My memory isn't so reliable, but I think that I attended Bob Marley's last concert. I can't remember the date, whether it was in 1979 or 1980. According to the Wikipedia article on Bob Marley his his final concert at the Stanley Theater in Pittsburgh, Pennsylvania on September 23, 1980. I definitely saw him at that venue. Some local memory was that the concert at the Stanley was in 1979 and his last concert was at the Mellon Arena. I don't know who's right. But I do remember quite clearly, and with emotion, hearing Marley perform Redemption Song. I can't but be filled with emotion when I hear this song even today. But I've always been puzzled by the line: "Have no fear for atomic energy/because none of us can stop the time." Puzzling as that line is "Old pirates yes they rob I" couldn't be more clear.

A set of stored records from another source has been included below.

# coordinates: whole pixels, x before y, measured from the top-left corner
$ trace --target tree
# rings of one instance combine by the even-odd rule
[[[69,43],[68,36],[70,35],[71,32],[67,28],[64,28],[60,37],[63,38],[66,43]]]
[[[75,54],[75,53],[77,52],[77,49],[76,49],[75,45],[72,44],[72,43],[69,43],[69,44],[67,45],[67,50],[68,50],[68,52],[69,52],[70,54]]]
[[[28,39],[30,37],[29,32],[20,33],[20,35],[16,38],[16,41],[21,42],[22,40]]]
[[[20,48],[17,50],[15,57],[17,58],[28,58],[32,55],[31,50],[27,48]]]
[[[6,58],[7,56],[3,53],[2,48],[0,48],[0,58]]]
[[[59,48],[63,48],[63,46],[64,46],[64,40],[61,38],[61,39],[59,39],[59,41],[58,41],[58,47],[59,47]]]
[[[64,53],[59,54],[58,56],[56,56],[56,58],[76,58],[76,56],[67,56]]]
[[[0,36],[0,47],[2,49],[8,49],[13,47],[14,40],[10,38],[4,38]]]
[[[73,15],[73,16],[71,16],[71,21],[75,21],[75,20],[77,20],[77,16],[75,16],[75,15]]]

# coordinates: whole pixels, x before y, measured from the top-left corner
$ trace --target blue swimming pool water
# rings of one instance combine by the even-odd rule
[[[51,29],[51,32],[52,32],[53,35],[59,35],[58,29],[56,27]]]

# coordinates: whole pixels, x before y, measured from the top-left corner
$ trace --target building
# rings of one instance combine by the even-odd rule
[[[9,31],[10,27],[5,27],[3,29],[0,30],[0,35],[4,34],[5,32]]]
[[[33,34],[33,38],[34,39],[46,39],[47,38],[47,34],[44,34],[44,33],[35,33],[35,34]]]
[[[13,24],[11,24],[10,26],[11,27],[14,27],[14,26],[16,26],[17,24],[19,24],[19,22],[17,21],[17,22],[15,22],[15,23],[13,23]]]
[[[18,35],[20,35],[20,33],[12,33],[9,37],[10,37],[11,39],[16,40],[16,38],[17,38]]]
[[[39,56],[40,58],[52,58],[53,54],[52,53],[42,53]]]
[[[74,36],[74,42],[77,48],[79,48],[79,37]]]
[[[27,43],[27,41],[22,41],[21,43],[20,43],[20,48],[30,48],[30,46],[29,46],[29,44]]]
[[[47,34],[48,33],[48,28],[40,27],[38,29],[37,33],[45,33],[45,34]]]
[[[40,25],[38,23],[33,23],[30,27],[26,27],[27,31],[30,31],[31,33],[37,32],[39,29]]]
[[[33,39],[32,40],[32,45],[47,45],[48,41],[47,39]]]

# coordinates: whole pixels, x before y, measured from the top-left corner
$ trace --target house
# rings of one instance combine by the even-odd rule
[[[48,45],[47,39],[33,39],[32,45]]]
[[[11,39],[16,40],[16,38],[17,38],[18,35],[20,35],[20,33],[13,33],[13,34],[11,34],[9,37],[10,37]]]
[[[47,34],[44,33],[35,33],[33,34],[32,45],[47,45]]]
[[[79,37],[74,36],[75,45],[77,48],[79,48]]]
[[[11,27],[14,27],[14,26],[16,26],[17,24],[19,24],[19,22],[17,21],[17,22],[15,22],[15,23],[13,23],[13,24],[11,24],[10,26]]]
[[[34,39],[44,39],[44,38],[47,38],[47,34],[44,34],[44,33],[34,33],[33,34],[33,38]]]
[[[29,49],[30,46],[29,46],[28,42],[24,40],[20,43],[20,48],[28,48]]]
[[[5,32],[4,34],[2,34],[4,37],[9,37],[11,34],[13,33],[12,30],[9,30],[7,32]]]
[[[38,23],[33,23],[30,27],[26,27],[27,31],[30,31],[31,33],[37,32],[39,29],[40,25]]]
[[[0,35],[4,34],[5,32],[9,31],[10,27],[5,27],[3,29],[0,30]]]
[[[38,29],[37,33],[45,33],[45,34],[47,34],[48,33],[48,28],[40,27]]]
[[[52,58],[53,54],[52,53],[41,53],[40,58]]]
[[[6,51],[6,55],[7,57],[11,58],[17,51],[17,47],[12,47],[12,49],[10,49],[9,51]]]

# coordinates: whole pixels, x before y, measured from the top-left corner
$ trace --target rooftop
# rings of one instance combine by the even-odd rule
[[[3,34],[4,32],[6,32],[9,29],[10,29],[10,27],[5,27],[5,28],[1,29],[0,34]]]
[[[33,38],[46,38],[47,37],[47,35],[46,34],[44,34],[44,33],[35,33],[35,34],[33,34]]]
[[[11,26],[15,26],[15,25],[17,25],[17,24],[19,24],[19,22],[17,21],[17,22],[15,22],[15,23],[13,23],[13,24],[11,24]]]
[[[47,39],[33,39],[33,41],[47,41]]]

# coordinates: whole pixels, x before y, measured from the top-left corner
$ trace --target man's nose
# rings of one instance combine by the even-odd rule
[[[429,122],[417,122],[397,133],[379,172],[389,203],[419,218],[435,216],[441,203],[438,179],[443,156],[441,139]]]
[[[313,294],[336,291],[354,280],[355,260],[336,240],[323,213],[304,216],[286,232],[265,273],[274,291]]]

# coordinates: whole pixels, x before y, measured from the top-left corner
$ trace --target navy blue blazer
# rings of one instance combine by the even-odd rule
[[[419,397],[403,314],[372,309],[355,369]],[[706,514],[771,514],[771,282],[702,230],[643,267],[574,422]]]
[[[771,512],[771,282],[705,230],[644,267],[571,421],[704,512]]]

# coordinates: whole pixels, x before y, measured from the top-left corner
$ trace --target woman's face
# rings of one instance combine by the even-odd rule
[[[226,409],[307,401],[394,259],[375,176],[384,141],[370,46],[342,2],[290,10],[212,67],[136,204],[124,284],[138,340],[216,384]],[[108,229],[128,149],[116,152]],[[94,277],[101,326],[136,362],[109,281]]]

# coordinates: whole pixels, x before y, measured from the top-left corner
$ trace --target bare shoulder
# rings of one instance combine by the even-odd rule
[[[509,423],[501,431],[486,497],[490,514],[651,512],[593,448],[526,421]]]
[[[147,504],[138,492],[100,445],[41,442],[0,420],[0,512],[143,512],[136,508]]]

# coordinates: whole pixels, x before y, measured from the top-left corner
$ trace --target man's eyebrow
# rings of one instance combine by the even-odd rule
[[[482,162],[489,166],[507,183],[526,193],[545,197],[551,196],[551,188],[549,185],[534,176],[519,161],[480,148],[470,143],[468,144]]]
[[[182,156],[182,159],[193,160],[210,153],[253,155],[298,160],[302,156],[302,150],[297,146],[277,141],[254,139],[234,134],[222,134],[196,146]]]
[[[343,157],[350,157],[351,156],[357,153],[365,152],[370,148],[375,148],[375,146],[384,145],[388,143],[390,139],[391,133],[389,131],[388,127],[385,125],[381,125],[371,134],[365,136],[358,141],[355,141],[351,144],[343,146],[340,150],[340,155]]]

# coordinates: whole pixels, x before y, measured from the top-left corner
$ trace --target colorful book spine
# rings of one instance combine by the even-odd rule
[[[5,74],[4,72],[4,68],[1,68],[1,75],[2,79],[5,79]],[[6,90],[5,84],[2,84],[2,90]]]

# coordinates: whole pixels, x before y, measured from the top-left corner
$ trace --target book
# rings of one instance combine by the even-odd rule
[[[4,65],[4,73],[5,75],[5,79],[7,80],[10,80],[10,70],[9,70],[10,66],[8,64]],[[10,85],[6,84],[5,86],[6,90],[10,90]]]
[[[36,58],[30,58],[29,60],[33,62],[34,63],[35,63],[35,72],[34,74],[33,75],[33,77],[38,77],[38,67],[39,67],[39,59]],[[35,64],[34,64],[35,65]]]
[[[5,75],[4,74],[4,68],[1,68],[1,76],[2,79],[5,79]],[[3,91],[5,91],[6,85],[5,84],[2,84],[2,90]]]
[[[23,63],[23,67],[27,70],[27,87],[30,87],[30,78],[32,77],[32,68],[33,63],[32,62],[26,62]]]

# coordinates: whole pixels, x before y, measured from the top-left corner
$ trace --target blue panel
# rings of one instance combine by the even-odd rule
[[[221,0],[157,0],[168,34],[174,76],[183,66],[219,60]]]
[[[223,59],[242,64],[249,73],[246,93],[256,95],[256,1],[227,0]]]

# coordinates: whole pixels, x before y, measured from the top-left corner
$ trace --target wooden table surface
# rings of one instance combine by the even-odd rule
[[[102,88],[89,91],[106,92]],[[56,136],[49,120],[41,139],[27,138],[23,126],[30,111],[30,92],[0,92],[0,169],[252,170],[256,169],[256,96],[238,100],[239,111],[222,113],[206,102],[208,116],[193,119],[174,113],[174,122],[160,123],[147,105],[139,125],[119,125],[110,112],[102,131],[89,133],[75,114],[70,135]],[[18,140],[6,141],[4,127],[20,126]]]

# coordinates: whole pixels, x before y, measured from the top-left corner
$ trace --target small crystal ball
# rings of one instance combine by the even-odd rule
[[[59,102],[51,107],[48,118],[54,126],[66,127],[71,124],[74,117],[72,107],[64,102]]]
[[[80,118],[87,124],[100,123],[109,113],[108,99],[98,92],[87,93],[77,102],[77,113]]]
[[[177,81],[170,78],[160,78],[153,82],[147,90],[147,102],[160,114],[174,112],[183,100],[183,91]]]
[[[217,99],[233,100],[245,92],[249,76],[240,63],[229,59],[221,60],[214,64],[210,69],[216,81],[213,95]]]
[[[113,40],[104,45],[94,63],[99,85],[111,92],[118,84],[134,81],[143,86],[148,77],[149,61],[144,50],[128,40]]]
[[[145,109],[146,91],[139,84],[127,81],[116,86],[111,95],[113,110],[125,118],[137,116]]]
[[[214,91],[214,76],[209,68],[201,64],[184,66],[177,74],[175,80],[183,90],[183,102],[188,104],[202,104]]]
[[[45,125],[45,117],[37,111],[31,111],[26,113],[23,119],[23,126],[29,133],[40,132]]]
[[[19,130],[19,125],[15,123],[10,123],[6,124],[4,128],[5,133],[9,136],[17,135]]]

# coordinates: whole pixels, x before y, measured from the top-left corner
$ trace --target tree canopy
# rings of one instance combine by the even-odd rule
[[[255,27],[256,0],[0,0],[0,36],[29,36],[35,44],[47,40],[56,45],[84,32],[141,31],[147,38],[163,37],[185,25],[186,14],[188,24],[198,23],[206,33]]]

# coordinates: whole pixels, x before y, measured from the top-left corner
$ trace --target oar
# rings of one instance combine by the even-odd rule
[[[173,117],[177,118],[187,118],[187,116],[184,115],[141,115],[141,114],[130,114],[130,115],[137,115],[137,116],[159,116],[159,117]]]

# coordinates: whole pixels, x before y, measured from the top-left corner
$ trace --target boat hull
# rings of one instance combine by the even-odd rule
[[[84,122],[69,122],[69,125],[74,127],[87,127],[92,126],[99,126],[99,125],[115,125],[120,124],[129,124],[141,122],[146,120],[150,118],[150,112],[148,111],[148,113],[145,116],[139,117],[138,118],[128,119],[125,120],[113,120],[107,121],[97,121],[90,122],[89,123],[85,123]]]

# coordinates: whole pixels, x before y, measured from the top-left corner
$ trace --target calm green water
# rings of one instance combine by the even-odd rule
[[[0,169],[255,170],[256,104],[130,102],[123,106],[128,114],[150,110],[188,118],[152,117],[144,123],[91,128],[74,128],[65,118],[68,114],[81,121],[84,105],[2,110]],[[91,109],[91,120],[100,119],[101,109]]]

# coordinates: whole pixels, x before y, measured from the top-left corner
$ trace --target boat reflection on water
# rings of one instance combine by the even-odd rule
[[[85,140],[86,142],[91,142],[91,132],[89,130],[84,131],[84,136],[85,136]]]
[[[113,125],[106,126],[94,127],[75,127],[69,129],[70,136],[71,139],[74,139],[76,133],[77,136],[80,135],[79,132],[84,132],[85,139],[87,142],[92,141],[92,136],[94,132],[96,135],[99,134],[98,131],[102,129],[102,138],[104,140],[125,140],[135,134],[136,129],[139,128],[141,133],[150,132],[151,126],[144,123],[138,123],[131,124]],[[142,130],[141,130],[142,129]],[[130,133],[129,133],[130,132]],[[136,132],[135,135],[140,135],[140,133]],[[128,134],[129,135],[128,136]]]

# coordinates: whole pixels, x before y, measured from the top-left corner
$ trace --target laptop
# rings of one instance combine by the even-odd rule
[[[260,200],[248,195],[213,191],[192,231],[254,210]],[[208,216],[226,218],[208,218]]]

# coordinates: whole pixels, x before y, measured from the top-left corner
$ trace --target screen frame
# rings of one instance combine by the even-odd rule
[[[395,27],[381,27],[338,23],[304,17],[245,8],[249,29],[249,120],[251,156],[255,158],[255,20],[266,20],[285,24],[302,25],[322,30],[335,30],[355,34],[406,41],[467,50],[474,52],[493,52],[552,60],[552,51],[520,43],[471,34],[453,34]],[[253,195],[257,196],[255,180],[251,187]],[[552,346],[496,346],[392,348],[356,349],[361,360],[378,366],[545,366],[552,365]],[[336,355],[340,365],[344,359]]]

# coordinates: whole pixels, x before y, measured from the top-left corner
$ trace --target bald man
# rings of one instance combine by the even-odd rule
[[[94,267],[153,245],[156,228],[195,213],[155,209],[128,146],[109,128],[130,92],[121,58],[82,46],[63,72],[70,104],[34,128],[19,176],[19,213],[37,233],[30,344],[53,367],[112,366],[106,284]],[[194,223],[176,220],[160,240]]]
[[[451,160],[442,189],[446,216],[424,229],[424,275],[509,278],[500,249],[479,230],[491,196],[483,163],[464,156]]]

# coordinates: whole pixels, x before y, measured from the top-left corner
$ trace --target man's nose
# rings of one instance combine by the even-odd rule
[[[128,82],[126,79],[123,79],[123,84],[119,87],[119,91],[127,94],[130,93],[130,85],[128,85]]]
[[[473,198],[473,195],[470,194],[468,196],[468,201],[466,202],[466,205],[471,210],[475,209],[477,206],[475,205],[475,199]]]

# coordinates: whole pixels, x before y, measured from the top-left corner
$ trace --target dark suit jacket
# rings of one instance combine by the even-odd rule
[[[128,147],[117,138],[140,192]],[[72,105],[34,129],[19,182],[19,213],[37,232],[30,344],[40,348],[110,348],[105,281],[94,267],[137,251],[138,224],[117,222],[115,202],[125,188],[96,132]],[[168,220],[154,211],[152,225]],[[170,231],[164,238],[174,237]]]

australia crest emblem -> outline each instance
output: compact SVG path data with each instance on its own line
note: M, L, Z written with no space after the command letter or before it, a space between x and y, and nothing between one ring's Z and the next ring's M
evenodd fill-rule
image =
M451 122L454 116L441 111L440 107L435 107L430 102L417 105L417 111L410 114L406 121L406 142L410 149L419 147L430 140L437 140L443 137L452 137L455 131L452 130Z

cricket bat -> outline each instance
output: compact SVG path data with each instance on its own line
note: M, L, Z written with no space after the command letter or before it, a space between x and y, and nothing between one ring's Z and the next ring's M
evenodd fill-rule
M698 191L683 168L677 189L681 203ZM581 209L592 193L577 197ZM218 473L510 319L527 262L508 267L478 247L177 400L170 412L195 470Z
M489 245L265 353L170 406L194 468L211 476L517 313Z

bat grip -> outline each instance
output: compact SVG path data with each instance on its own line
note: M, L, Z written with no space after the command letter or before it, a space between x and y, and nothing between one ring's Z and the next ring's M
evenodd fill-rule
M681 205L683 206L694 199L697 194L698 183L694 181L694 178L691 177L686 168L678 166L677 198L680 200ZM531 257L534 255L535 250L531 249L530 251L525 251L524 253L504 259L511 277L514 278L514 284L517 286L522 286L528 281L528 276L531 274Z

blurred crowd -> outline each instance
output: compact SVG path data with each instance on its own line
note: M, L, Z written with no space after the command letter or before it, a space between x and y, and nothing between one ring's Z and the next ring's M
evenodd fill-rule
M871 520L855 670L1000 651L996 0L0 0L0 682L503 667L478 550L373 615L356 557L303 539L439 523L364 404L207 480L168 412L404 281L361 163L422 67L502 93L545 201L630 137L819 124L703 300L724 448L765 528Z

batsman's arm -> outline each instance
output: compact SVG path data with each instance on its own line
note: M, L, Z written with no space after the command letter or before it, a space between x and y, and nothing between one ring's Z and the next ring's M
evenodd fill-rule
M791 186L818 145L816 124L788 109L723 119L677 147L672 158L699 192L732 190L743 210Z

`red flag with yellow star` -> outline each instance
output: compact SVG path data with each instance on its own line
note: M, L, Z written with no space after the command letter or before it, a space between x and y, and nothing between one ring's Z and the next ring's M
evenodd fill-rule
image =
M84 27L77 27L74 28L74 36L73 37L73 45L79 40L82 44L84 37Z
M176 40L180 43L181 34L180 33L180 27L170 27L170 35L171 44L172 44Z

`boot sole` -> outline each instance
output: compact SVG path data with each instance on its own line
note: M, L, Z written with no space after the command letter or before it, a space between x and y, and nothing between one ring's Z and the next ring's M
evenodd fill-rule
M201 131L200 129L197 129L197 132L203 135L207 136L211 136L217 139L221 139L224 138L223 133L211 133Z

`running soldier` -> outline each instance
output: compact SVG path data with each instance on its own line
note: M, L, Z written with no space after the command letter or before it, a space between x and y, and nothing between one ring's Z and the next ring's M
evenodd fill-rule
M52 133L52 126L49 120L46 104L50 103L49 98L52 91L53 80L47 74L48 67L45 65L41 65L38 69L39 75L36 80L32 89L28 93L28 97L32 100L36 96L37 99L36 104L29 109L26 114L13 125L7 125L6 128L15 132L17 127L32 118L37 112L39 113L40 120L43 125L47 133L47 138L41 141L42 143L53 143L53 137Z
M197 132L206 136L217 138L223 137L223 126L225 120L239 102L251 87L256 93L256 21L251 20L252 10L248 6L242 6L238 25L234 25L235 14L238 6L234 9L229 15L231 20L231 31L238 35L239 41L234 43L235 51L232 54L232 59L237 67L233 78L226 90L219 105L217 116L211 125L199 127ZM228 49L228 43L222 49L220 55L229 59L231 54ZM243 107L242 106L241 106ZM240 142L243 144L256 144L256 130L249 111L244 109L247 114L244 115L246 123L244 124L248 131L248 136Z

We must engage in a genuine way with the very real problems we face today. There's no "magic bullet" that will solve our energy and climate dilemma. Bob Marley quotes Marcus Garvey's words some forty years prior to penning his Redemption Song: "None but ourselves can free our minds." That's a great responsibility. Marley surely had twisted hair, and perhaps more than any other artist of the 20th Century reminded us that our stories, our past, has great lessons for us going forward. He entreats us:
Won't you help to sing, these songs of freedom

Cause all I ever had, redemption songs

Redemption songs, redemption songs
Sing out sisters and brothers! We got lots of work to do and the work needs every one of us.

Update: Per Pingting the lyric of Redemption Song is correctly:
Wo! have no fear for atomic energy,
cause none of them-a can-a stop-a the time.
I really like Pingting's take on they meaning of the lyric too.

1 comment:

Pingting said...

the line is:
none of them can stop the time.

Have no fear for atomic energy/because none of them can stop the time.

I've always taken it to mean that the soul is timeless~
consciousness transcends time, it can not be destroyed.

Ja Jah sit upon his rainbow throne in the sky!